In una società frenetica e ossessiva come quella nella quale viviamo, votata all’eccesso e alla minimalizzazione degli eccessi, derubricati come goliardate o ragazzate, anche una pratica così pericolosa rischia di essere letta come una compensazione alla noia, o come “riempimento” di un vuoto esistenziale e relazionale. È altresì vero che in alcuni casi la sbornia e l’abbuffata possono essere una strategia di automedicazionemessa in atto dall’adolescente nel tentativo di velare o attenuare una risposta soggettiva di insicurezza e ansia di fronte alle sfide evolutive (relazionali, prestazionali, sociali), ma su numeri così crescenti occorre impiantare un discorso più strutturato sui rischi; la scarsa conoscenza e superficialità nella valutazione dei rischi sono il binomio nocivo che provocano nel mondo quasi un milione di morti ogni anno, pertanto appare precipuo legare a doppio filo l’informazione alla formazione della persona, riproponendo un’antropologia di fondo che sia capace di raccordare prevenzione e cura, senza trascurare le ricadute sulla collettività in termini economici. 

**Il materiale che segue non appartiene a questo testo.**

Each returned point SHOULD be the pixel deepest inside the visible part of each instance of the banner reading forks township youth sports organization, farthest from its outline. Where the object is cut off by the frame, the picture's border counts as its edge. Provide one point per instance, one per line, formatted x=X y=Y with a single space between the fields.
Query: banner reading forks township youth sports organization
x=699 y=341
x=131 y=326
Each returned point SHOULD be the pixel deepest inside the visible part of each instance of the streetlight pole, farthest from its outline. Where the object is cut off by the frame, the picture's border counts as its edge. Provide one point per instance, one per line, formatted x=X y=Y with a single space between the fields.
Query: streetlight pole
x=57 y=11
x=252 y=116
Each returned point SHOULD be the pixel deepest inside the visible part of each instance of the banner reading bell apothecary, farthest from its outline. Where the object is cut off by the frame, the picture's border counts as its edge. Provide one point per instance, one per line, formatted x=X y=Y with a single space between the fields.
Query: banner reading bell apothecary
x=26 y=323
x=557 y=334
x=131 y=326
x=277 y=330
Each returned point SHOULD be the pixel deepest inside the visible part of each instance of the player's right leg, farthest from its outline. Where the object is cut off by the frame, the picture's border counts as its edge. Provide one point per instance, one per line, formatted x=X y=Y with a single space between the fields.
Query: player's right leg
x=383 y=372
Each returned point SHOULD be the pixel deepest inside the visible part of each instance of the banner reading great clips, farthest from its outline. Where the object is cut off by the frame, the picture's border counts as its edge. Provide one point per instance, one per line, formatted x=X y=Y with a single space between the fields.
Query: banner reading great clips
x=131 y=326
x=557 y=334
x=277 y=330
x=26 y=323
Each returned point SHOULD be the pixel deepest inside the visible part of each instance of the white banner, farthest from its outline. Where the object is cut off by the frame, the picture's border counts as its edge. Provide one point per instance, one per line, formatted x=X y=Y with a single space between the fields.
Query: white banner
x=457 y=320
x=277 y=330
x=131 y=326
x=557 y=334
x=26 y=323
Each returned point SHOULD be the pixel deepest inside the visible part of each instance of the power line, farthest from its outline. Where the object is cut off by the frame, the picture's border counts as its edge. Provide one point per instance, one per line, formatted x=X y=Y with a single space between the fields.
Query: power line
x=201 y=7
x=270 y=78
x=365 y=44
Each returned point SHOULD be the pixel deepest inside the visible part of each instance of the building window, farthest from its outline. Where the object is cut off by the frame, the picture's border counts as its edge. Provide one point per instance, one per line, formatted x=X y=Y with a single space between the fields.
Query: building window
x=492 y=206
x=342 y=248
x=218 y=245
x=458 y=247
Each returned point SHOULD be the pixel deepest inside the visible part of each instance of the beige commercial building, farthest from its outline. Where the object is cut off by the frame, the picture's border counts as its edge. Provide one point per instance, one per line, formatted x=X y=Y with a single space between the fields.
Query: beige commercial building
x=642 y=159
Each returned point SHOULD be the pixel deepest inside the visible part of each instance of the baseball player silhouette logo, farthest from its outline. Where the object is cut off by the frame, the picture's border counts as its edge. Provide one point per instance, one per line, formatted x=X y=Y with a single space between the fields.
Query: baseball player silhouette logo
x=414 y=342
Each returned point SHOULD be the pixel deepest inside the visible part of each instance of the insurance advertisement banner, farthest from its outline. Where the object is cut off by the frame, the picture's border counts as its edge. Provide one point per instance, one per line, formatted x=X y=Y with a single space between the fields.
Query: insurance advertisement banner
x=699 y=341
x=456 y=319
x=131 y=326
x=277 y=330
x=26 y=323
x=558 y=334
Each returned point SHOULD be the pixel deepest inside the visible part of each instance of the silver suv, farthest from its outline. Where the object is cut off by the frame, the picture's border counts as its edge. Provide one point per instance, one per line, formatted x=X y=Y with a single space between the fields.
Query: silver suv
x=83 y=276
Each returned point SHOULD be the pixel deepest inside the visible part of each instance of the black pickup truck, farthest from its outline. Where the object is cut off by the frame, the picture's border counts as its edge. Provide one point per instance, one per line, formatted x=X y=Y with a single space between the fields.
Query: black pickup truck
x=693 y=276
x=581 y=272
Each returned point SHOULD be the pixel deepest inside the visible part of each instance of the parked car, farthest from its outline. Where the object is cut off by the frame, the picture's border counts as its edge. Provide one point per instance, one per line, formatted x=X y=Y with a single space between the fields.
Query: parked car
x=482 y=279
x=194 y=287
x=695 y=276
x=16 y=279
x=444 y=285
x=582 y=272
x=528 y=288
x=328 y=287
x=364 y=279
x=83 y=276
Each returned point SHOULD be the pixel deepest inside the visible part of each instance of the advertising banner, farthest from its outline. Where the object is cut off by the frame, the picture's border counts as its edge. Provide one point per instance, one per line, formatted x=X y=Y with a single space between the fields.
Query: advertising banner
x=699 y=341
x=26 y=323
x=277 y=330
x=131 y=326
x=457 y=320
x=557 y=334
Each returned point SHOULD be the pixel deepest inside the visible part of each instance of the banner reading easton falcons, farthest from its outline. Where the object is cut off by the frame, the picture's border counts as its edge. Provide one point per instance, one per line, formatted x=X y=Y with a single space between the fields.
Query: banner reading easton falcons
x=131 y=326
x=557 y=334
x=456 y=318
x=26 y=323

Si pensi al costo del personale sanitario coinvolto nei soccorsi, ai mezzi utilizzati, alle forze dell’ordine sovente coinvolte, aspetti questi che passano in second’ordine, ma che dovrebbero essere centrali nell’analisi e nella valutazione del fenomeno. Potrebbe fungere da deterrente coinvolgere nella ripartizione delle spese anche le famiglie dei minori, in modo che possano essere più attive nel controllo del proprio figlio, impegnandole successivamente in un percorso psico-pedagogico con equipe specializzate, al fine di sensibilizzarle ad una genitorialità strutturata, capace di trasmettere la libertà e  al contempo di educarli a scelte responsabili e rispettose della propria persona e dell’alterità.

Educare, così assume la dimensione più nobile: educarsi nella reciprocità, in uno scambio di intenti cui l’ascolto e il sostegno diventano pietre angolari su cui deve poggiarsi la relazione umana.